Häufige Garten- und Balkonpflanzen

Efeu

  • Giftig: Blätter und Beeren

  • Symptome: Erbrechen, Durchfall, Hautreizungen


Buchsbaum

  • Giftig: Blätter und Rinde

  • Symptome: Erbrechen, Durchfall, Krämpfe


Hortensien

  • Giftig: Blätter und Blüten

  • Symptome: Magen-Darm-Beschwerden


Rhododendron / Azaleen

  • Giftig: gesamte Pflanze

  • Symptome: Speichelfluss, Erbrechen, Herzprobleme


Kirschlorbeer

  • Giftig: Blätter und Samen

  • Symptome: Atemprobleme, Erbrechen, schwere Vergiftung möglich


Thuja (Lebensbaum)

  • Giftig: Zweige und Zapfen

  • Symptome: Magen-Darm-Beschwerden, Reizungen


Wandelröschen

  • Giftig: unreife Beeren und Blätter

  • Symptome: Erbrechen, Leberschäden


Begonien

  • Giftig: Knollen

  • Symptome: Speichelfluss, Erbrechen


Geranien (Pelargonien)

  • Giftig: gesamte Pflanze (leicht giftig)
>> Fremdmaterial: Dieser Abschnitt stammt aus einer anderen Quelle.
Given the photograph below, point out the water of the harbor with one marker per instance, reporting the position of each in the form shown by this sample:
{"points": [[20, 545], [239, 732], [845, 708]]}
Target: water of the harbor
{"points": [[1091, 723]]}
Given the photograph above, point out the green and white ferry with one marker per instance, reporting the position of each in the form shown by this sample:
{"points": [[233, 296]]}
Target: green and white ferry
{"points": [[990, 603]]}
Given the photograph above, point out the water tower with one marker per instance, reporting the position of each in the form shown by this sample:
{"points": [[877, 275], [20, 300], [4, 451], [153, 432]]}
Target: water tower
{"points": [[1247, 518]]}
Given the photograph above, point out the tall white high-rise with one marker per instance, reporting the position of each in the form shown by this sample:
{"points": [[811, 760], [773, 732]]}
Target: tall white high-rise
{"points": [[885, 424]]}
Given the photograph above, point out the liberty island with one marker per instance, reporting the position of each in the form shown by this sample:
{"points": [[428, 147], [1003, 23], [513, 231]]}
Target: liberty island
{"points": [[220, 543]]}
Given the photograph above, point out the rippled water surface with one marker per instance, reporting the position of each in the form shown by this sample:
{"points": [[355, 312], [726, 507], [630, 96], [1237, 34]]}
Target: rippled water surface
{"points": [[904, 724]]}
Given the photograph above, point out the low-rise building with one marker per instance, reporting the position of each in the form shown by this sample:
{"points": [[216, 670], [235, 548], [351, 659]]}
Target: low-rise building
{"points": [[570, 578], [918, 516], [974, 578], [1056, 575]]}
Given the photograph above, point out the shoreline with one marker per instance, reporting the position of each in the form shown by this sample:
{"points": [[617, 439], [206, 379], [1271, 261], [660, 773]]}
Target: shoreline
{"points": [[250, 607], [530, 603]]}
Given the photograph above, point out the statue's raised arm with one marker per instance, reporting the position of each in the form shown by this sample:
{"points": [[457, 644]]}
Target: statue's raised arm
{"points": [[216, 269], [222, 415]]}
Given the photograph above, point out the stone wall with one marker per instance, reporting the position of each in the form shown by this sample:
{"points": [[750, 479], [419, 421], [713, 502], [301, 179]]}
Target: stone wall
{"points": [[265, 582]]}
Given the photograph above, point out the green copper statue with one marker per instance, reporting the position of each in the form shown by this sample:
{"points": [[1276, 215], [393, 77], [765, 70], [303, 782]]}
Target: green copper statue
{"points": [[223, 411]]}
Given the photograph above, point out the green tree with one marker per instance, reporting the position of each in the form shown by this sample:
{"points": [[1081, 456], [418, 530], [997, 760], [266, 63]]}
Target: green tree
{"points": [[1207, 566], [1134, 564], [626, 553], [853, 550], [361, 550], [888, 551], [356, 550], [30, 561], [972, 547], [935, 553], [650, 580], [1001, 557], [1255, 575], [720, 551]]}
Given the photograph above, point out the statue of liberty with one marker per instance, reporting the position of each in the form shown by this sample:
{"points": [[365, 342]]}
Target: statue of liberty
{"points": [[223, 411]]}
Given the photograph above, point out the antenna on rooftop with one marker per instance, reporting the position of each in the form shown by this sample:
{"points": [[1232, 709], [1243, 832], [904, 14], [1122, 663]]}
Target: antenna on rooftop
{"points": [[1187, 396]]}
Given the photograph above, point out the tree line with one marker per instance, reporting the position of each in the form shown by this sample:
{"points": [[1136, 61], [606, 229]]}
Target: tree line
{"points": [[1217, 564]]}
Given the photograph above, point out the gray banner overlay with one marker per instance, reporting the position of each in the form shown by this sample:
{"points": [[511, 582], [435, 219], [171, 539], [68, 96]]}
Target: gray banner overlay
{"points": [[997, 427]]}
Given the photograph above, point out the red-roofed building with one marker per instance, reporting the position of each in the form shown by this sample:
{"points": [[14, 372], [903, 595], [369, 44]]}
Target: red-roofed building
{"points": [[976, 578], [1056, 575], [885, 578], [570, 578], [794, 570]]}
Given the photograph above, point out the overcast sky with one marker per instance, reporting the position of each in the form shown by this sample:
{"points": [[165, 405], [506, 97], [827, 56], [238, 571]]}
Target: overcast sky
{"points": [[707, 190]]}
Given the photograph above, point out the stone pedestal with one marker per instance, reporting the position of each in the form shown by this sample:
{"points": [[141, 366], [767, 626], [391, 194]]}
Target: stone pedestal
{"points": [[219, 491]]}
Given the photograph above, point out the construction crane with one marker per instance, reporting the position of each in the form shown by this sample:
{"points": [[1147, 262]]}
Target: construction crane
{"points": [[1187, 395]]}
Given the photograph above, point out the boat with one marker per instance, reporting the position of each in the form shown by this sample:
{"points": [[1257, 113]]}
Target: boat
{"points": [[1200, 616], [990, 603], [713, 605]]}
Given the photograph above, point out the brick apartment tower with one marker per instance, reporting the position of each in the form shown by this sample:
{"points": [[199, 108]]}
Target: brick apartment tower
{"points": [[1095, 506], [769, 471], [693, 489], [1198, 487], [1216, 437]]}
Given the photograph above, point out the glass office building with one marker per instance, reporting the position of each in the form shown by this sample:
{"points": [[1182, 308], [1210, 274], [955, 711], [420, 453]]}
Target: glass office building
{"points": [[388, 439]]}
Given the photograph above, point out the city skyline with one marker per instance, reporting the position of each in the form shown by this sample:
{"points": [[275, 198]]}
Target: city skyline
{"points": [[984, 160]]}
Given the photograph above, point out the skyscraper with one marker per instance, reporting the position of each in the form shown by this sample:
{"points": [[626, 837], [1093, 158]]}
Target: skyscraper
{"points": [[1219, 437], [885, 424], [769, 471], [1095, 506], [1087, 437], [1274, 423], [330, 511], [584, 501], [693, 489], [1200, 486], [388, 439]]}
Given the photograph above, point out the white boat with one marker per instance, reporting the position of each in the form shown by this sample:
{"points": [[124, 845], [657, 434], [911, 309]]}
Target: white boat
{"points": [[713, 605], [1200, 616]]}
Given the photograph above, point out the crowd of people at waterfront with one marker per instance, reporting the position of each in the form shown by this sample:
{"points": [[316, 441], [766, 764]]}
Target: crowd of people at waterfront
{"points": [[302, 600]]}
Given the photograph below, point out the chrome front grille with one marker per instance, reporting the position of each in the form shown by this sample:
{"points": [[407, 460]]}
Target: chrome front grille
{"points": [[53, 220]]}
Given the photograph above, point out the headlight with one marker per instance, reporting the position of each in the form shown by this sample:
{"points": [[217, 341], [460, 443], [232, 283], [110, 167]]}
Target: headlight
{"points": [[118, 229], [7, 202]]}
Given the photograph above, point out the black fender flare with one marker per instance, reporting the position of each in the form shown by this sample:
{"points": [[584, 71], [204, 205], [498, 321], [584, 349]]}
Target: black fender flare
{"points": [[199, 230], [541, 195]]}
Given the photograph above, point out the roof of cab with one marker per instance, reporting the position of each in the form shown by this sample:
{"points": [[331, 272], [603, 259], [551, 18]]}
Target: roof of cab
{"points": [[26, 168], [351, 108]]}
  • Symptome: Erbrechen, Appetitlosigkeit


Zimmerpflanzen und Schnittblumen

Lilien

  • Giftig: gesamte Pflanze

  • Symptome: Magen-Darm-Beschwerden, Apathie


Amaryllis

  • Giftig: vor allem die Zwiebel

  • Symptome: Erbrechen, Zittern


Alpenveilchen

  • Giftig: Knolle

  • Symptome: starkes Erbrechen, Kreislaufprobleme


Dieffenbachia

  • Giftig: Blätter (Pflanzensaft)

  • Symptome: starke Reizung im Maul, Schluckbeschwerden


Philodendron

  • Giftig: Blätter

  • Symptome: Speichelfluss, Reizung der Schleimhäute


Einblatt (Spathiphyllum)

  • Giftig: Blätter

  • Symptome: Maulreizungen, Speichelfluss


Flamingoblume (Anthurium)

  • Giftig: gesamte Pflanze

  • Symptome: Schleimhautreizungen


Weihnachtsstern

  • Giftig: Pflanzensaft (leicht giftig)

  • Symptome: Erbrechen, leichte Reizungen


Was tun, wenn ein Hund eine giftige Pflanze gefressen hat?

  1. Ruhe bewahren und den Hund beobachten

  2. Pflanze identifizieren (Foto machen, Reste sichern)

  3. Pflanzenreste vorsichtig aus dem Maul entfernen

  4. Kein Erbrechen auslösen

  5. Sofort Tierarzt oder Tierklinik kontaktieren


Wichtig: Auch wenn noch keine Symptome sichtbar sind, sollte bei bekannten Giftpflanzen immer tierärztlicher Rat eingeholt werden.


Fazit

Viele der genannten Pflanzen sind fester Bestandteil von Gärten und Wohnungen. Gerade deshalb ist das Risiko für Hunde nicht zu unterschätzen. Wer weiß, welche Pflanzen gefährlich sind und wie im Notfall zu handeln ist, kann seinen Hund wirksam schützen.